Failed voting laws prove to be costly
| October 9, 2022 12:00 AM
Last week a Montana judge ruled as unconstitutional a trio of new voting laws passed by the 2021 Legislature. The laws would have ended same-day voter registration, enacted new ID requirements for college students and restricted third-party ballot collections.
District Judge Michael Moses’ decision settles the case, for now, after the state Supreme Court offered the same opinion earlier in the year.
We couldn’t be less surprised by the outcome.
Legislators who backed these measures were warned long ago about the likelihood of costly litigation, and that the flimsy legislation would face deep judicial scrutiny.
Yet, they put on their blinders and forged ahead anyway — presenting no certain evidence that Montana’s election system is weak or in peril, or that these new laws are justified.
Judge Moses offered as much in his damning 200-page ruling.

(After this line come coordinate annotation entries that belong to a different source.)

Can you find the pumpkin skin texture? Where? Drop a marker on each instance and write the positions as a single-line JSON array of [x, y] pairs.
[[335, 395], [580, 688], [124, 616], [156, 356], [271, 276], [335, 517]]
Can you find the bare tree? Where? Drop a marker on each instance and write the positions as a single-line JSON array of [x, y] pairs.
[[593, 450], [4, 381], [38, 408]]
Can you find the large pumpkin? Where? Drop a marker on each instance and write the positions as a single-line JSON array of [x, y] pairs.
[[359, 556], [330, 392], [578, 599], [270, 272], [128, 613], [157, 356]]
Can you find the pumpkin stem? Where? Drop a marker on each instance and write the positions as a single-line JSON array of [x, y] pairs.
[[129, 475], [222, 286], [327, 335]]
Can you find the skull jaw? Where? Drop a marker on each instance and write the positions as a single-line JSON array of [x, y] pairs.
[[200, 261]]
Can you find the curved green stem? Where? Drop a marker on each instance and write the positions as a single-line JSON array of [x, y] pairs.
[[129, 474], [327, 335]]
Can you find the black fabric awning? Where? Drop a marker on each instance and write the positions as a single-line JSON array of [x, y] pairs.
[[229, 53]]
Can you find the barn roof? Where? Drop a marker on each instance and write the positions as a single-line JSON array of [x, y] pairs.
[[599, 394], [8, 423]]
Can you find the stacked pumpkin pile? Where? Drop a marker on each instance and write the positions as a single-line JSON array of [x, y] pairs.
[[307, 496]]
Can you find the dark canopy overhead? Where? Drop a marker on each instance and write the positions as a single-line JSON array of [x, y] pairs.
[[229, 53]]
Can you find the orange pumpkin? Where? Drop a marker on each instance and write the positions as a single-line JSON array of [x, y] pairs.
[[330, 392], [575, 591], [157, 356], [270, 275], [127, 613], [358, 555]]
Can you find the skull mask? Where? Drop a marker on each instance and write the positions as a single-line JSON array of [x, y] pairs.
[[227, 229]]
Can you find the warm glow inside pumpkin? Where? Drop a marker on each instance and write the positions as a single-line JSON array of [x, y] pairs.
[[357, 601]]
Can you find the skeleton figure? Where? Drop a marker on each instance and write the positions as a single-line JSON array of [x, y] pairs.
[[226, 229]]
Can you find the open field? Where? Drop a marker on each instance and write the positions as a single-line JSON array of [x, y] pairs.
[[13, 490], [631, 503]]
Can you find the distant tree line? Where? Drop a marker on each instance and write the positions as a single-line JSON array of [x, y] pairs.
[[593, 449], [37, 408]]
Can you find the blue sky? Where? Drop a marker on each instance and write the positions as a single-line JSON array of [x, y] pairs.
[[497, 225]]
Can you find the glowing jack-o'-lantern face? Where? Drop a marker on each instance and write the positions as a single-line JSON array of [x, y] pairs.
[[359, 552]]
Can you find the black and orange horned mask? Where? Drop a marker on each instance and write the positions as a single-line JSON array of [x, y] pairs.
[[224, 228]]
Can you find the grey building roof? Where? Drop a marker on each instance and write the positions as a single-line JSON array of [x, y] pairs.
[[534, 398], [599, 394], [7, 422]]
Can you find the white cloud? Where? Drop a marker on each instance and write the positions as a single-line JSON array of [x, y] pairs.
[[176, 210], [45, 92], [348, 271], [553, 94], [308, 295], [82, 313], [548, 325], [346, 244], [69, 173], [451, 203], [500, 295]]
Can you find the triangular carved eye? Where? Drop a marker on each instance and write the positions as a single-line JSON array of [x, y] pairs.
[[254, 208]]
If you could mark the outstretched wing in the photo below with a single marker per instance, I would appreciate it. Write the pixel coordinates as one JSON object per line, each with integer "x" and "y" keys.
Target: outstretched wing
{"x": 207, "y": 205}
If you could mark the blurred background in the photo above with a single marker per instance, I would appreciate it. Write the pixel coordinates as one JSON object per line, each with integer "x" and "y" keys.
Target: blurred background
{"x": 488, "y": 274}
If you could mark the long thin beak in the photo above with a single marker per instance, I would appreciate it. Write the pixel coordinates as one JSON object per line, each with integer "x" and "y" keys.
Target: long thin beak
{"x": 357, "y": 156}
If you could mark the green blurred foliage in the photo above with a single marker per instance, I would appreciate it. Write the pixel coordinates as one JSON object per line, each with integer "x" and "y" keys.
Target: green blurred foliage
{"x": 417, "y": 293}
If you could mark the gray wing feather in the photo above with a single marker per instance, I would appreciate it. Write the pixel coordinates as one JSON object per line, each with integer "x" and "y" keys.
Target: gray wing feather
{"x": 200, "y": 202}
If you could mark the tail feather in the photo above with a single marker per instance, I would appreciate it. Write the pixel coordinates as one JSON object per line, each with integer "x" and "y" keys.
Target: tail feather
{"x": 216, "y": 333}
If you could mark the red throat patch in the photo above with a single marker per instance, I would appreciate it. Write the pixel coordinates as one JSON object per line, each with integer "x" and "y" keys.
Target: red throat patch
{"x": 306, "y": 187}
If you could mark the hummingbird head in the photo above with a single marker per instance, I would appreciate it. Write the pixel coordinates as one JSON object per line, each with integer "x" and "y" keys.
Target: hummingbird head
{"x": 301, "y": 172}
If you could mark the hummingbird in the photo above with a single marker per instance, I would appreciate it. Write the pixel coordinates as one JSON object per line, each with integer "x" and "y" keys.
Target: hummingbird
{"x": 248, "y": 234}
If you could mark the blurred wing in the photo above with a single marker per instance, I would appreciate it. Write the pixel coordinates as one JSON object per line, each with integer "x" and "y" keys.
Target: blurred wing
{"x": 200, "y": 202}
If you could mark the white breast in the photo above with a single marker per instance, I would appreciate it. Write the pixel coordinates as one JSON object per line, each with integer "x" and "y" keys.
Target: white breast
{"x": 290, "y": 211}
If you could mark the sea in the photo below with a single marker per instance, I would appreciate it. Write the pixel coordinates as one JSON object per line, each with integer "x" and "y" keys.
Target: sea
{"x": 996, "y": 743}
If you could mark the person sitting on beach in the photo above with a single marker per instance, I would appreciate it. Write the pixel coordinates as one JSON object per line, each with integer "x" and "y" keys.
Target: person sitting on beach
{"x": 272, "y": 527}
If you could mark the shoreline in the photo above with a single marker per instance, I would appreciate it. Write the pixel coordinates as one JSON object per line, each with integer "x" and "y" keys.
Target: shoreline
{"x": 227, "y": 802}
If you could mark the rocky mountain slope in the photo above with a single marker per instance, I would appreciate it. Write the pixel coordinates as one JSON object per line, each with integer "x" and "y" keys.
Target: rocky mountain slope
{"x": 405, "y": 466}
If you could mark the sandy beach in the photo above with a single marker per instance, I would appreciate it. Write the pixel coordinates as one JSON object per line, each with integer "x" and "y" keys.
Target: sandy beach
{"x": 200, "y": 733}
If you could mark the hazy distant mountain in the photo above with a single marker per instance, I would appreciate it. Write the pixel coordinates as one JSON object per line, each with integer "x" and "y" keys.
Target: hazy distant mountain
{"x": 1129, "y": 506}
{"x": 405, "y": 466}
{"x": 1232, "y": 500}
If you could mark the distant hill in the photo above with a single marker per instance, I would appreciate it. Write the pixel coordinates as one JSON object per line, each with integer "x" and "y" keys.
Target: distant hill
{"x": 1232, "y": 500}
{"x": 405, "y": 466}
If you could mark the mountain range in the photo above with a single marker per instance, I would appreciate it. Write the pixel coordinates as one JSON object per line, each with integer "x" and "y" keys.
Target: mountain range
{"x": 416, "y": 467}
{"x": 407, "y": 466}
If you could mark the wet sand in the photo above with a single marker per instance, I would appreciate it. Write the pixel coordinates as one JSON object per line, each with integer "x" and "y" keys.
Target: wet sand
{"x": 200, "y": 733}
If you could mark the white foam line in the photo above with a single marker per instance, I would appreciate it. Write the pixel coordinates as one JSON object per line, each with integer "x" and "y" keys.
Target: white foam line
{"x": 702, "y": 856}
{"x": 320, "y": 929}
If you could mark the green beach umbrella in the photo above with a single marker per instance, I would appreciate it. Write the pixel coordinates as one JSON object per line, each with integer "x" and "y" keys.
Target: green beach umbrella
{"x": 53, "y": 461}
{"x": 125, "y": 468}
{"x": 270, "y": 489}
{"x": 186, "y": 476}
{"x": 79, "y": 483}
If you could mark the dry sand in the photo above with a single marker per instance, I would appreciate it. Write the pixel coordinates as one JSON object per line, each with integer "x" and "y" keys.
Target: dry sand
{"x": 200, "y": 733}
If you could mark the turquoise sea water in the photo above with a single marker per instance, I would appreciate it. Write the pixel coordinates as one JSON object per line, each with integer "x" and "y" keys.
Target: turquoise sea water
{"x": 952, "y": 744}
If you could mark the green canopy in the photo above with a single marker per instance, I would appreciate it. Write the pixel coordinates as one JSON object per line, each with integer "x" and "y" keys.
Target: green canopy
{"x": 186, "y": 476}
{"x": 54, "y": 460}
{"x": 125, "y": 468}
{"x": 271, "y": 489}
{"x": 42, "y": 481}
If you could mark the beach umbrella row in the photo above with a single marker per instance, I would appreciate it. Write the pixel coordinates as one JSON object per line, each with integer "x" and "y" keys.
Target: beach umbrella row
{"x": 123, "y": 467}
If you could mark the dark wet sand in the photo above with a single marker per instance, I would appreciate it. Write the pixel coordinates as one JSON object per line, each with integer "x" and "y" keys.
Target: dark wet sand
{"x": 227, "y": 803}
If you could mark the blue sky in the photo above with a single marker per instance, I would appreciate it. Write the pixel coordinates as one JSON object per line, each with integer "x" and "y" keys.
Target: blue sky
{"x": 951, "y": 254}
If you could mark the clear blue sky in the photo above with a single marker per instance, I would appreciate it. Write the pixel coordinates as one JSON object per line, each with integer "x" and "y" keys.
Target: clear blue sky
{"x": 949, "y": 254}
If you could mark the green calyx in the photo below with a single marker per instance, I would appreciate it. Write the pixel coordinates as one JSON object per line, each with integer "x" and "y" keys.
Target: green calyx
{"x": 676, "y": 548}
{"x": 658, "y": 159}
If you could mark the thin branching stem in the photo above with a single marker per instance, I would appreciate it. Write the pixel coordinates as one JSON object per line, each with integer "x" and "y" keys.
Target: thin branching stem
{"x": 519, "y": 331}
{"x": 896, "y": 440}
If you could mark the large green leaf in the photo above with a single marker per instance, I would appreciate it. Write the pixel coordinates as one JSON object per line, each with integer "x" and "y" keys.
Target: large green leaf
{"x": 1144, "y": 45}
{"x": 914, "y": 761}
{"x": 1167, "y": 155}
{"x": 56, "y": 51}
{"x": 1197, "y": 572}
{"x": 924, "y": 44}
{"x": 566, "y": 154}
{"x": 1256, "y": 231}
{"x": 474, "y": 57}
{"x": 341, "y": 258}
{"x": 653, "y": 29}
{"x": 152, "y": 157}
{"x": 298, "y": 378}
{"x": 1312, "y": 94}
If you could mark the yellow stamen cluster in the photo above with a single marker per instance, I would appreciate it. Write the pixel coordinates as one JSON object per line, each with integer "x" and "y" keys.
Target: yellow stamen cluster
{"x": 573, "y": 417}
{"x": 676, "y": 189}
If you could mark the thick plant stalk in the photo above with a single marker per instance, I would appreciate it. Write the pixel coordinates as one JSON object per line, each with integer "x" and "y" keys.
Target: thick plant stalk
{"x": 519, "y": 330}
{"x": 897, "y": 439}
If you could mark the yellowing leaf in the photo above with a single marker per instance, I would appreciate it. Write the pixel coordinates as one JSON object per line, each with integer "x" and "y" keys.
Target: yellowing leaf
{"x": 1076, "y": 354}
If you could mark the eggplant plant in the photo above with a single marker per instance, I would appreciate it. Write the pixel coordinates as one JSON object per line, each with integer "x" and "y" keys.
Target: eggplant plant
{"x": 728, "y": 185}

“Voter fraud in Montana is vanishingly rare,” Moses wrote. He added that there were “significant signs” that the ballot collection law had a discriminatory purpose against Native American voters, and said the student ID law had been enacted by Republican lawmakers “to reduce voting by young people for perceived political benefit.”
The ballot collection law, in particular, has repeatedly been found unconstitutional, which Moses strongly noted.
Montana Secretary of State Christi Jacobsen “presented no evidence that the Legislature considered what was unconstitutional about [the Ballot Interference Prevention Act] or made any effort to craft [the law] to remediate the access issues identified by the court,” he wrote.
“To the contrary, the one legislator that the Secretary called to testify at trial stated that he did not study impediments on Native American voters when ballot collection is restricted, did not read the opinions finding BIPA unconstitutional, made no effort to learn why BIPA was held unconstitutional, but nonetheless support [the legislation].”
What’s more, the legal cost to defend these unconstitutional laws is estimated at $1.2 million and counting. That figure easily surpassed the $100,000 budgeted for such legal affairs, according to a September report to the Revenue Interim Committee.
Local Republican legislators who supported these new laws have said they were not intended to restrict voting access, but rather were aimed, in part, at lessening the workload for local election departments so they can conduct a more secure election.
Overburdened and under-staffed election departments are a worthy concern. But wouldn’t it have been better for the state to disperse $1.2 million in grants so local election departments could hire extra helpers to assist with same-day voter registration and checking IDs, as opposed to lining another attorney’s pockets with taxpayer dollars?
It’s unclear if Moses’ decision will be the last word. Jacobsen’s office said after the ruling she is “not going to let down the fight,” but didn’t commit to an appeal.
If this type of legislation comes up again in 2023, we can only hope Montana’s elected officials will be more clear-eyed and prudent in crafting voting laws that can withstand intense judicial scrutiny. Otherwise, a portion of the projected $1.4 billion surplus might need to be carved out to pay the long line of attorneys hungry for yet another payday at taxpayers’ expense.